Ditanya warga mendesak Pemkab Serang agar mencabut izin dan menutup aktivitas pabrik miras bahkan sudah melayangkan surat, Entus Mahmud membenarkannya. Namun dirinya kembali menyarankan terlebih dahulu ke DPMPTSP.
“Iya (surat sudah diterima), tanyakan dulu saja ke dinas perijinan,”tutup Entus Mahmud. Baca juga:Warga Resah, Polisi Sidak Pabrik Minuman Keras di Cikande
Namun disayangkan, saat ditemui Kepala DPMPTSP Kabupaten Serang, Samsudin tidak berada di kantornya. “Bapaknya lagi cuti,”ujar salah satu staff. Baca juga:Sepakat, Warga Desak Pemkab Serang Tutup Pabrik Miras di Cikande
Diketahui warga Kecamatan Cikande mendesak Pemkab Serang untuk mencabut izin dan menutup aktivitas pabrik minuman keras (miras) milik PT. Balaraja Barat Indah berlokasi di Kawasan Industri Modern Cikande, Desa Nambo Udik. Sebab, keberadaan pabrik tersebut sudah sangat meresahkan masyarakat. Bahkan warga tergabung dalam organisasi masyarakat (ormas) organisasi kepemudaan (OKP) dan lainnya pun mengancam akan melakukan aksi.

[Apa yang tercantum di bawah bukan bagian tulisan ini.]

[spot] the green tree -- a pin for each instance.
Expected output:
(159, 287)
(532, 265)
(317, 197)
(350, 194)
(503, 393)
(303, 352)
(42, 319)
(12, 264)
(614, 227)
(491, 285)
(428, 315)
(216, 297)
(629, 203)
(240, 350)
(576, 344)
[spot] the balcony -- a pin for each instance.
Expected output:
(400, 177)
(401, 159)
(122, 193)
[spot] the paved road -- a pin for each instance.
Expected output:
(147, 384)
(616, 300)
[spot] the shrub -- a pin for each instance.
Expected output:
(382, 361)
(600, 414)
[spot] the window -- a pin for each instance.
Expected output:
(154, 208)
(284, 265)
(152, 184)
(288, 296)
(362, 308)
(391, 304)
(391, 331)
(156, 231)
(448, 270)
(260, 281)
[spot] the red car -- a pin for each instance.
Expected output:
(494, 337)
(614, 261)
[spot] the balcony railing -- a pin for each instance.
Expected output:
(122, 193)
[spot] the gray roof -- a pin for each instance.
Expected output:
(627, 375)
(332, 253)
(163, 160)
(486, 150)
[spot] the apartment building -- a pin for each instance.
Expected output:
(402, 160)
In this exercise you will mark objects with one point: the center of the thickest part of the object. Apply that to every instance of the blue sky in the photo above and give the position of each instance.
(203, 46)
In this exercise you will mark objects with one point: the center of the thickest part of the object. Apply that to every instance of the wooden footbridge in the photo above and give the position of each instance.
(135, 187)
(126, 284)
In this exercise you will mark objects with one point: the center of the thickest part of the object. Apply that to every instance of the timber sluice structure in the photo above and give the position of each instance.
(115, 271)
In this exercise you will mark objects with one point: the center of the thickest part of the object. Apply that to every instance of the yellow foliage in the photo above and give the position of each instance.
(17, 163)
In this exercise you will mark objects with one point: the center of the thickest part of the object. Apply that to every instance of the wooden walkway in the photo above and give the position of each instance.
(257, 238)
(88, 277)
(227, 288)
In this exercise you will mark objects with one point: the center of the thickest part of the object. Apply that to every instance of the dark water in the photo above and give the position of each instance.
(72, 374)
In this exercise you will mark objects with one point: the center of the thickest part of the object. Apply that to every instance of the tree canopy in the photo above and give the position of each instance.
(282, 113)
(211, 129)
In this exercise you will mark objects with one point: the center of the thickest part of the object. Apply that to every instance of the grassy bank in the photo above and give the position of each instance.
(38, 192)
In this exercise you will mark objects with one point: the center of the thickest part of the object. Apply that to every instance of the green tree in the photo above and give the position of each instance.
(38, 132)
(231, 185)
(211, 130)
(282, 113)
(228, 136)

Ketua Majelis Ulama Indonesia (MUI) Kecamatan Cikande, Kabupaten Serang, Kiyai Aan Burhanudin mengatakan, bahwa hasil musyawarah dari berbagai elemen masyarakat baik ormas, OKP, LSM, dan lainnya pada Sabtu, 26 Januari 2019 di Balai Desa Situterate semua unsur membuat surat pernyataan secara tertulis menuntut kepada Pemkab Serang agar segera menutup PT. Balaraja Timur Indah yang berproduksi miras.
Musyawarah dilakukan karena sudah maraknya aksi akan ada demo guna menghindari hal yang tidak diinginkan. “Surat tuntutan ini dilayangkan pada Senin 29 Januari 2019 ke Bupati Serang,”kata Kiyai Aan.